The analysis showed that mean wrinkle depth could be explained roughly 65% (r = 0.805, R2 = 0.649, p < 0.001) by (1) the local attenuation coefficient obtained at 252 μm depth (reticular dermis), (2) the local birefringence at 107.1 μm depth (papillary dermis), and (3) the local degree of polarization uniformity at 170.1 μm depth (papillary dermis).
It is thought that the mean wrinkle depth can be predicted from these local optical properties.
In addition, (1) and (2) are also regions showing a correlation between the optical properties and the mean wrinkle depth as described above. It was suggested that alteration of tissue density of the dermal reticular layer (corresponding to (1)) and degeneration of collagen fiber structure of the dermal papillary layer (corresponding to (2)) are strongly related to wrinkle formation.
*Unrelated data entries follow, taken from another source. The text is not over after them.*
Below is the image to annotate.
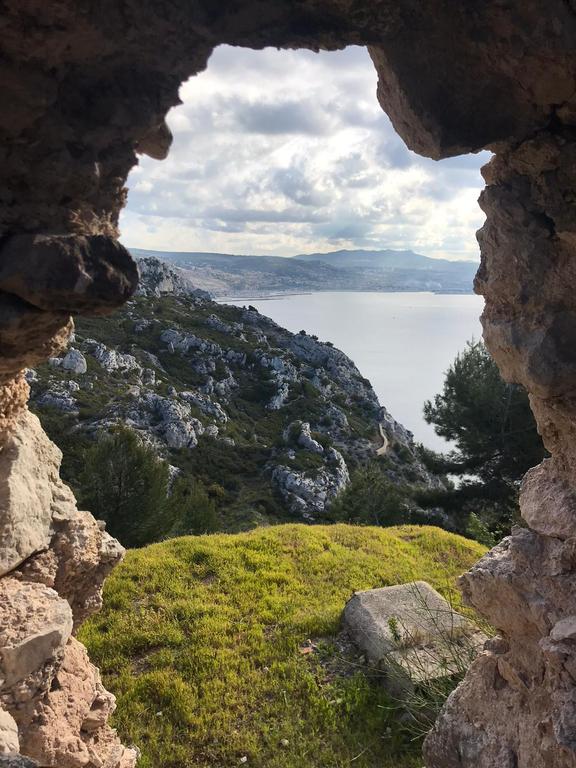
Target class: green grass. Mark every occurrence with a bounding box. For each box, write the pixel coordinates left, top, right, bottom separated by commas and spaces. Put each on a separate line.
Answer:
80, 524, 485, 768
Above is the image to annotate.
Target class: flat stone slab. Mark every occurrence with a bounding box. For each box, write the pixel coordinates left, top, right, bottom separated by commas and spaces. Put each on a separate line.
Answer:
343, 580, 477, 666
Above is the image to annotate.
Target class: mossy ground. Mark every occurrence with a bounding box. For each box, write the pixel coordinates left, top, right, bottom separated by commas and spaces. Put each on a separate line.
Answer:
81, 524, 485, 768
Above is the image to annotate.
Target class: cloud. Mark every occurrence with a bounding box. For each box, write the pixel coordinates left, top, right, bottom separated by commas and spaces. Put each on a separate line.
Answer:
234, 100, 331, 135
121, 45, 488, 261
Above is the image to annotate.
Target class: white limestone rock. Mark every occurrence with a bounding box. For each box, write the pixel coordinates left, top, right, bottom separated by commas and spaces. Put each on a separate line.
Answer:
0, 579, 73, 699
0, 710, 19, 754
60, 349, 87, 375
0, 412, 74, 576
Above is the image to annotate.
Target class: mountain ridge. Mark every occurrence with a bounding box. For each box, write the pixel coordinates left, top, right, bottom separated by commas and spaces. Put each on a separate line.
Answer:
128, 247, 478, 296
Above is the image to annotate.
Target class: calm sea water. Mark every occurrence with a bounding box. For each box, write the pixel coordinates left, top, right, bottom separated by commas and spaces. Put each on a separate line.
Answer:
220, 292, 484, 451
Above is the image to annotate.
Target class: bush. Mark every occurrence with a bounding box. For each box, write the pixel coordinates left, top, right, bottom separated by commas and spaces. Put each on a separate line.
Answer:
327, 464, 416, 526
168, 475, 219, 536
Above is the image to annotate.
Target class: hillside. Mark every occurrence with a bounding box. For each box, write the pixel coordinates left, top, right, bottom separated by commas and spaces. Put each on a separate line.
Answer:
28, 257, 438, 536
80, 523, 486, 768
130, 247, 477, 296
295, 248, 477, 274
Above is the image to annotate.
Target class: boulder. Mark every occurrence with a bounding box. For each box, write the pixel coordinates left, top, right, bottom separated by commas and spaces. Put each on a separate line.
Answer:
344, 582, 486, 690
297, 422, 324, 454
60, 349, 87, 375
86, 341, 141, 375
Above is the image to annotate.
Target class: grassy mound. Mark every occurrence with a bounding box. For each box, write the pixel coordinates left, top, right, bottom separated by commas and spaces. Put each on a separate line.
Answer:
81, 524, 485, 768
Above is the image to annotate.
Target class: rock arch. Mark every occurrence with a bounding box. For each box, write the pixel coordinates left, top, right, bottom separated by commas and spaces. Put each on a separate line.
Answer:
1, 2, 576, 766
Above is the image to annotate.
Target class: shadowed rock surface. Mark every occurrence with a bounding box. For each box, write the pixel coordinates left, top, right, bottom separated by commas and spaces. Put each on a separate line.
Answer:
1, 1, 576, 766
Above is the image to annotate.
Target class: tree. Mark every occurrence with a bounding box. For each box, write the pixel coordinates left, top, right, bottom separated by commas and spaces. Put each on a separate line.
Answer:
167, 475, 219, 536
80, 428, 171, 548
326, 463, 445, 528
419, 340, 546, 539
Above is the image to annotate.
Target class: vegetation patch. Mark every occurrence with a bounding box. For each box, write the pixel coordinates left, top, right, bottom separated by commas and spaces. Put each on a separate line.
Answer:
81, 524, 485, 768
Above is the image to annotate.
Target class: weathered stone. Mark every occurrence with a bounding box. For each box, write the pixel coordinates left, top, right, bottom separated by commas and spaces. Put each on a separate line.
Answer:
0, 756, 38, 767
0, 235, 138, 315
344, 582, 473, 663
0, 411, 70, 576
20, 638, 137, 768
0, 579, 72, 698
0, 293, 71, 385
551, 617, 576, 642
3, 2, 576, 766
520, 460, 576, 539
0, 711, 19, 754
60, 349, 87, 375
18, 510, 125, 629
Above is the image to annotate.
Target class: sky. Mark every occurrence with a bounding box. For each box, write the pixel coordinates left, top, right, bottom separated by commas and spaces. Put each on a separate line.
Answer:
121, 45, 490, 262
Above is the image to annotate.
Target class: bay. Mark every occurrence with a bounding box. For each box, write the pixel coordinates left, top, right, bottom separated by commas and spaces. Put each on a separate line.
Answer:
220, 291, 485, 451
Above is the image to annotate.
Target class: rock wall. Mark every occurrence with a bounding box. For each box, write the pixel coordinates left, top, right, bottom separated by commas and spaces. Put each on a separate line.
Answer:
2, 1, 576, 765
423, 131, 576, 767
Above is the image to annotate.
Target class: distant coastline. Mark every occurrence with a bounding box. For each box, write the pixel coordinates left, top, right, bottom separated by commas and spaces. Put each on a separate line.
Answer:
216, 288, 475, 302
130, 246, 478, 298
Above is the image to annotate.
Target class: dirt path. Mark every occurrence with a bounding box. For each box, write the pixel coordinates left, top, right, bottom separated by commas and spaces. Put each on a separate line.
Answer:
376, 423, 389, 456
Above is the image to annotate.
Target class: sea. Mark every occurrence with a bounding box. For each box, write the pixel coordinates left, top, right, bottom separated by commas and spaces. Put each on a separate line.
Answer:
219, 291, 485, 452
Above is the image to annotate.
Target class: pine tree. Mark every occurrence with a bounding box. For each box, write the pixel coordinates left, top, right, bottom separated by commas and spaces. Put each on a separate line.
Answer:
420, 340, 546, 540
80, 428, 171, 547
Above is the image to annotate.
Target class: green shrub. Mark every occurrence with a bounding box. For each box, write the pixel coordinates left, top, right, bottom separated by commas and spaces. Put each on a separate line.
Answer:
79, 427, 171, 548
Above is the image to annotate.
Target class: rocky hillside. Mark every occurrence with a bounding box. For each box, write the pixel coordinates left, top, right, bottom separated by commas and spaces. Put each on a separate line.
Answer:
28, 257, 437, 532
132, 247, 477, 296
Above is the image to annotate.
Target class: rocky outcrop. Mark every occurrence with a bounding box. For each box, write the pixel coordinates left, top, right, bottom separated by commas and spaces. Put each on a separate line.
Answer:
29, 258, 430, 522
0, 413, 135, 766
136, 257, 210, 300
2, 1, 576, 765
272, 447, 350, 520
422, 125, 576, 768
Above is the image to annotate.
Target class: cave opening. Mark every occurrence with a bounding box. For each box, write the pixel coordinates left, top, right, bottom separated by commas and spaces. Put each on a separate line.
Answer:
122, 44, 488, 449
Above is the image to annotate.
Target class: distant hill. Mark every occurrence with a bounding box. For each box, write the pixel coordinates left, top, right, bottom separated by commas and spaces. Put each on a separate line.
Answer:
294, 248, 477, 273
128, 247, 478, 296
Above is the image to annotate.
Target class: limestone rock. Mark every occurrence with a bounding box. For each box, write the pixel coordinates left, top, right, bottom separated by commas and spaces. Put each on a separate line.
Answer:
344, 582, 486, 699
4, 2, 576, 766
60, 350, 87, 375
0, 412, 68, 576
0, 236, 138, 315
520, 460, 576, 539
0, 579, 72, 707
18, 510, 125, 628
86, 341, 141, 375
297, 423, 324, 454
136, 257, 210, 300
20, 638, 137, 768
0, 756, 37, 767
344, 582, 473, 663
0, 293, 71, 384
35, 387, 77, 414
0, 711, 19, 754
272, 447, 349, 519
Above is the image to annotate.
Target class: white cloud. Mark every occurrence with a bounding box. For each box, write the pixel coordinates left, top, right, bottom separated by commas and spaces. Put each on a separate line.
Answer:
120, 45, 489, 261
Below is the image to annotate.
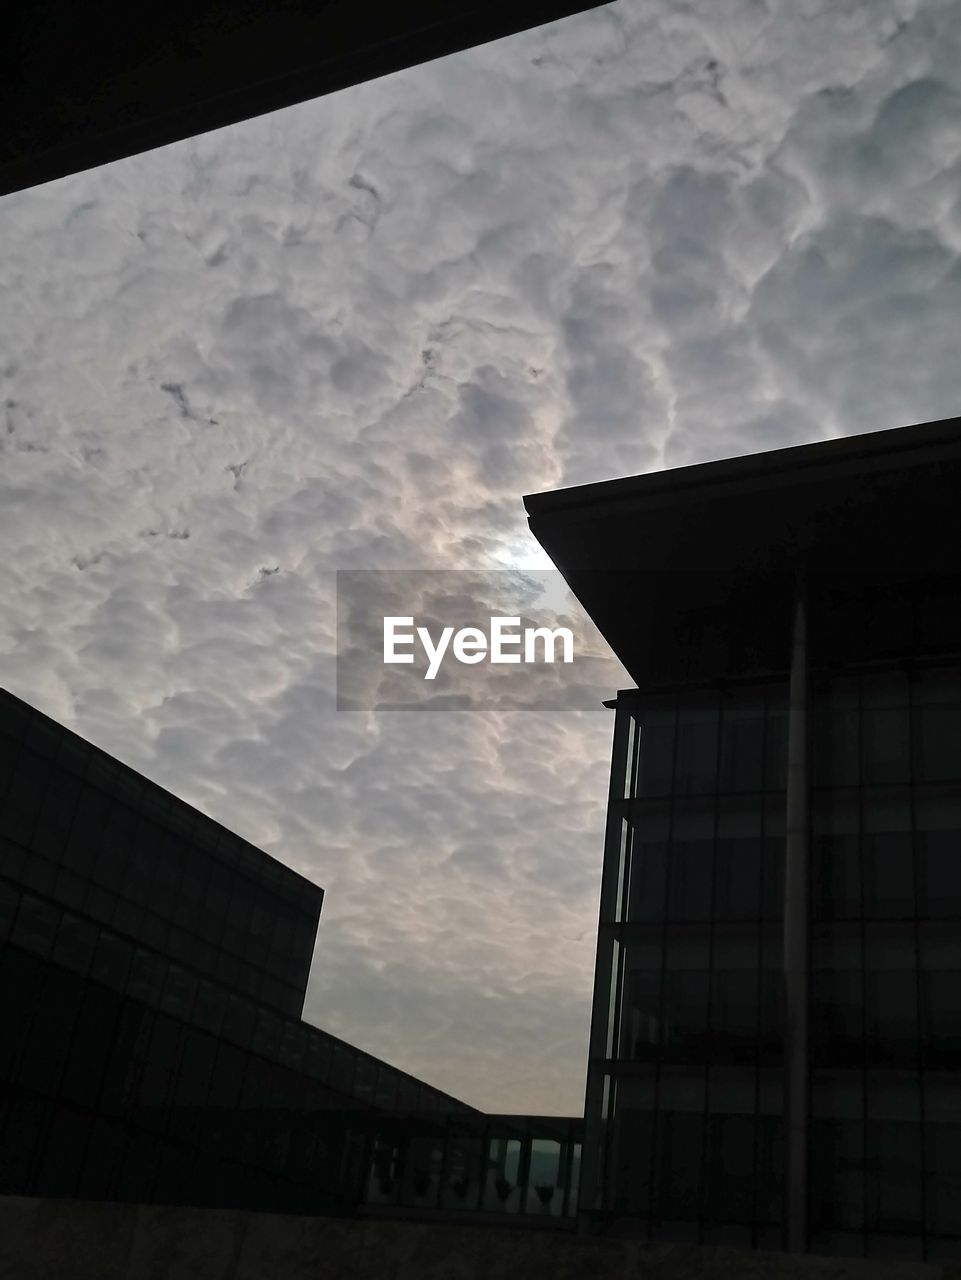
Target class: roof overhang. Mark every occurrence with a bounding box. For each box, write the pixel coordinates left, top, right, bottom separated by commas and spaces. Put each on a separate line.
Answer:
524, 416, 961, 689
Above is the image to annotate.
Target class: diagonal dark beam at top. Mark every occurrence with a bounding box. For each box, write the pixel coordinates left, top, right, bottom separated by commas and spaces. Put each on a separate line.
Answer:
2, 0, 611, 198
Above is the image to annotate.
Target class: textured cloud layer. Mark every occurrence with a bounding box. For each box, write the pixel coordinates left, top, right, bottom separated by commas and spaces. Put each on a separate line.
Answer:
2, 0, 960, 1113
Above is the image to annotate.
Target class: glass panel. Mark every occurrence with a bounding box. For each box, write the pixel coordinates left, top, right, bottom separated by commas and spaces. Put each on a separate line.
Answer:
674, 698, 718, 795
127, 949, 166, 1005
626, 805, 669, 922
619, 934, 661, 1061
914, 668, 961, 783
861, 673, 910, 785
661, 933, 710, 1059
718, 695, 765, 793
862, 793, 913, 920
811, 1072, 865, 1231
708, 1066, 755, 1115
10, 893, 59, 959
711, 928, 760, 1060
400, 1134, 444, 1208
714, 799, 762, 920
90, 930, 133, 991
703, 1114, 754, 1223
483, 1135, 522, 1212
609, 1073, 654, 1217
865, 1073, 922, 1235
813, 793, 860, 920
526, 1139, 563, 1215
636, 708, 675, 798
813, 924, 863, 1065
764, 691, 788, 792
925, 1075, 961, 1236
761, 801, 784, 919
864, 924, 918, 1065
440, 1129, 483, 1210
814, 679, 859, 786
668, 801, 713, 922
51, 913, 97, 975
916, 790, 961, 919
758, 930, 784, 1058
919, 924, 961, 1066
367, 1135, 402, 1205
653, 1108, 703, 1222
811, 1117, 864, 1231
755, 1114, 784, 1226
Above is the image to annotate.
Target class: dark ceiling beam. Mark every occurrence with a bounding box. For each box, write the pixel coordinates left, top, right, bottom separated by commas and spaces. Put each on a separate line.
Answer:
2, 0, 611, 198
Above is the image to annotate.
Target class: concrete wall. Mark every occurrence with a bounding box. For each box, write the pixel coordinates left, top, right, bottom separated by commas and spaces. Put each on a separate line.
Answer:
0, 1196, 954, 1280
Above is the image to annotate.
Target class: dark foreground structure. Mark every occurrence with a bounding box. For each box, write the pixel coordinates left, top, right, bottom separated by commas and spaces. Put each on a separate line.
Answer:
2, 0, 609, 197
0, 688, 581, 1222
3, 416, 960, 1274
525, 416, 961, 1262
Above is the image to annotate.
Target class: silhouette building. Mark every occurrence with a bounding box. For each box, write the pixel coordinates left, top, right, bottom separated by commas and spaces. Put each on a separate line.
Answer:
525, 416, 961, 1262
0, 687, 485, 1211
0, 687, 582, 1222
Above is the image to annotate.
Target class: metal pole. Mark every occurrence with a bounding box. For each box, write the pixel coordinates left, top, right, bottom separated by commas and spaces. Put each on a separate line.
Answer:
784, 575, 809, 1252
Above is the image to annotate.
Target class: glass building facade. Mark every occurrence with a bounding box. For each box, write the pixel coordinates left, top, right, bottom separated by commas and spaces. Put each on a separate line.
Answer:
0, 687, 479, 1213
580, 657, 961, 1260
523, 417, 961, 1262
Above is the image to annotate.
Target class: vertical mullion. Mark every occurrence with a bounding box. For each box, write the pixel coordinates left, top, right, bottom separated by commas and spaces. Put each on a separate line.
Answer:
579, 696, 633, 1228
856, 672, 868, 1257
751, 683, 770, 1248
700, 685, 723, 1241
651, 688, 680, 1240
909, 666, 928, 1258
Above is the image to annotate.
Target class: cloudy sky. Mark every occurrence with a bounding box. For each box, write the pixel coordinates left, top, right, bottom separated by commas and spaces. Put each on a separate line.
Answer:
2, 0, 960, 1114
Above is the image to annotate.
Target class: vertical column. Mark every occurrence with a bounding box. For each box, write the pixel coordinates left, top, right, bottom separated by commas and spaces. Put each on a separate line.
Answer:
578, 698, 633, 1232
784, 576, 809, 1252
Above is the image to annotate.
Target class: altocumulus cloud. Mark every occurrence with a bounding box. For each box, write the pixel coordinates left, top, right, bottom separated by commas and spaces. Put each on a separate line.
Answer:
1, 0, 960, 1113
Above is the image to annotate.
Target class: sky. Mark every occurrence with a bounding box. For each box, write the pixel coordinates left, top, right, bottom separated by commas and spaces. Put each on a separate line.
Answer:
2, 0, 960, 1114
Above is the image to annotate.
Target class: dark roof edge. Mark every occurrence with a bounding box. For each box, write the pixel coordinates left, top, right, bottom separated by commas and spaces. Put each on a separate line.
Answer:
0, 685, 324, 902
523, 415, 961, 519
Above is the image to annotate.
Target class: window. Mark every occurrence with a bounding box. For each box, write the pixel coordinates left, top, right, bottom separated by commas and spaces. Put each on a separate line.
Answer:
711, 930, 760, 1059
925, 1075, 961, 1236
814, 680, 860, 786
715, 798, 762, 920
813, 925, 863, 1065
52, 913, 97, 975
669, 803, 713, 922
526, 1138, 563, 1215
482, 1135, 522, 1212
913, 668, 961, 783
636, 707, 675, 798
674, 699, 718, 795
864, 924, 918, 1065
619, 936, 661, 1061
764, 694, 788, 791
653, 1070, 704, 1221
919, 924, 961, 1066
626, 805, 668, 922
813, 793, 859, 920
916, 792, 961, 919
719, 697, 765, 793
703, 1114, 754, 1223
611, 1101, 654, 1217
661, 934, 709, 1058
11, 893, 59, 958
Measurement of wrinkles of people of various ages using JM-OCT will clarify how the structure of each skin layer changes for wrinkle formation with aging. Further research will be helpful for identifying the internal structural change contributing to individual wrinkles and for providing an appropriate skin care approach for each person.

This research project was partially funded by the subsidy granted by the Japan Science and Technology Agency's (JST) Future Society Creation Program (Accelerated Exploration Type) in the Common-Platform Area (on the key publicly-solicited research topic of "Invention of Common-Platform Systems and Devices Conducive to the Creation of Innovative Knowledge and Products," operation supervised by Nobuyuki Osakabe) on the R&D topic "Virtual Aperture Microscope: High Depth-of-Field Tomography Enabled by Computational Optics" (R&D Project Leader: Yoshiaki Yasuno) and also the research grant awarded by the Japan Society for the Promotion of Science on the project titled "Development of a Light Coherence Microscope Capable of Simultaneous Measurement of Mechanical, Light-Polarization, and Blood-Flow Characteristics of Organisms" (R&D Project Leader: Yoshiaki Yasuno).